In fact it bears mentioning here that scanning/probing in and of itself is not illegal. In 2000 District Court judge Thomas Thrash ruled that merely scanning a foreign host or network was not an illegal act. Judge Thrash decided that scanning did not violate either the Georgia Computer Systems Protection Act or the Federal Computer Fraud and Abuse Act, because both acts are designed to protect computers from malicious attack or unauthorized entry. A scan by its very nature is not an intrusion. The adversary doesn’t need to actually gain access to the host, but merely needs to query the host. To carry on the illustration of the thief from earlier, a scan is analogous to rattling the door knobs or tapping on the windows of a house that a thief is considering breaking into. While this action may forecast the intent of the thief, the action itself is not actually illegal. Neither is such an action illegal in the cyber-world.

Types of Scans

There are many different types of scans that an attacker can mount against a victim network or host depending on what type of information the attacker is seeking to gain or how sneaky he/she wishes to be. They range from the simple and quick half–open SYN scan to the much more complicated and stealthy null-host scan. Other scan types include scans that can reveal what operating system (OS) a victim host is running, or search out a specific service to be exploited. This discussion will include a description of a representative of each of these classes of scans. For a more detailed treatise on all of the possible scanning techniques the reader is encouraged to review [],[], and [].

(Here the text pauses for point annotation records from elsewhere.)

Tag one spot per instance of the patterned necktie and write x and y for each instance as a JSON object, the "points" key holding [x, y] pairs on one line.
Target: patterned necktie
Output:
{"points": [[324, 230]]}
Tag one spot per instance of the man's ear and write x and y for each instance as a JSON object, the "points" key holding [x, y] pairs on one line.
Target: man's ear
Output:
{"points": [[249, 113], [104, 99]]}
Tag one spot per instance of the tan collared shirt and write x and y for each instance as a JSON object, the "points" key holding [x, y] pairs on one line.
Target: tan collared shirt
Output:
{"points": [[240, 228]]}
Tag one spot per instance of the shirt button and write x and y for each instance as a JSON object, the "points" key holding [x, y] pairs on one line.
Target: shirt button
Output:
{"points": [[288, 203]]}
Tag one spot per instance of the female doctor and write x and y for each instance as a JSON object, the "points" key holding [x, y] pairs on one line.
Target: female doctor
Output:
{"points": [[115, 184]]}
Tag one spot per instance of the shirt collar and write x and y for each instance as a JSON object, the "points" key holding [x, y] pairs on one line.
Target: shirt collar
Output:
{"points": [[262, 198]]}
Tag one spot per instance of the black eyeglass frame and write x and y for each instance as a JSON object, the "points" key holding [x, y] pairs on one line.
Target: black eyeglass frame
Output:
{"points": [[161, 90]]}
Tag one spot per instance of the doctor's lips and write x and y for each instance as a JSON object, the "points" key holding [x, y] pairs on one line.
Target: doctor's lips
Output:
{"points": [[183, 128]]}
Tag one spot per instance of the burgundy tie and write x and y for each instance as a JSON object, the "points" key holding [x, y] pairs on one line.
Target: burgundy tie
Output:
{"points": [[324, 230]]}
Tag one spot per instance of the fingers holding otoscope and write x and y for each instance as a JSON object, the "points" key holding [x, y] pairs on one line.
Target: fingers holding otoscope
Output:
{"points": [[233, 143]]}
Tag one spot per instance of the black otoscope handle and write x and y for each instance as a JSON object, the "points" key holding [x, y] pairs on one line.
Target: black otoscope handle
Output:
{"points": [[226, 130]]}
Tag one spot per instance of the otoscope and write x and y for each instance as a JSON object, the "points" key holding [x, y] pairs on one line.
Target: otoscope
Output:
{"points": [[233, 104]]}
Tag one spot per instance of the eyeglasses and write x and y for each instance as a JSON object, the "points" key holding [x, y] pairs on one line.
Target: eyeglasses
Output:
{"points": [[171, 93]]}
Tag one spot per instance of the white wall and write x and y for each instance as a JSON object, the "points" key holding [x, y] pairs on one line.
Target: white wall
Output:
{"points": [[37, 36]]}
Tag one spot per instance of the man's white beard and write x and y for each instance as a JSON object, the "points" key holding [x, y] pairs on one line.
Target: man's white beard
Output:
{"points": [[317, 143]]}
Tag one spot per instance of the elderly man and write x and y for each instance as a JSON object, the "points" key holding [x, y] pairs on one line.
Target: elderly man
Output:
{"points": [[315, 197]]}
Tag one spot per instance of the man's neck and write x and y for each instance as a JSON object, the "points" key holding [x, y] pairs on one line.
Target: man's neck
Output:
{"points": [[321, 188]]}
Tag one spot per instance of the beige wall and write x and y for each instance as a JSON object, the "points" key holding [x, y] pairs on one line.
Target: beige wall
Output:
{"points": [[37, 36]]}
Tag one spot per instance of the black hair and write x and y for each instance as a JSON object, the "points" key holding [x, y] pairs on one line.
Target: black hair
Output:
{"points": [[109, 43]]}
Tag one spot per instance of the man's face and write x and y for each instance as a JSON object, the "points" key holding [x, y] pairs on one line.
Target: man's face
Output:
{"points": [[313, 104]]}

The half-open SYN scan gets its name from the action it takes. As mentioned earlier all TCP communications are predicated by the three-way hand shake. Since all TCP enabled servers must respond to a SYN packet with a SYN-ACK packet, an adversary can send a SYN packet to any host it wishes to discover, await the SYN-ACK response and then not reply with the expected ACK. By only committing to half of the connection the attacker can discover what he/she is looking for and not waste processing time on the platform he/she is launching his attack from by waiting to complete the full three-way handshake. This scan type will effectively tell any adversary exactly what services are available on a given port at a given host. It is very easy to execute in most tools, and is in fact usually the default type of scan available to an attacker on any scanning tool. The drawback, from the attacker’s perspective, is that most hosts on the internet log such failed half-open connections in an attempt to help the local system administrator trouble shoot his/her network. Therefore the predominate attacker to use this type of scan is the so-called ‘script-kiddie’ or more lately the malicious code known as a worm has been known to use this technique to discover new victims automatically. Both types of adversary are not interested in subtlety or stealth, but instead are interested in taking out targets of opportunity in as rapid a fashion as possible, before they get caught. Half-open SYN scans provide a very quick result to the hurried, un-careful attacker.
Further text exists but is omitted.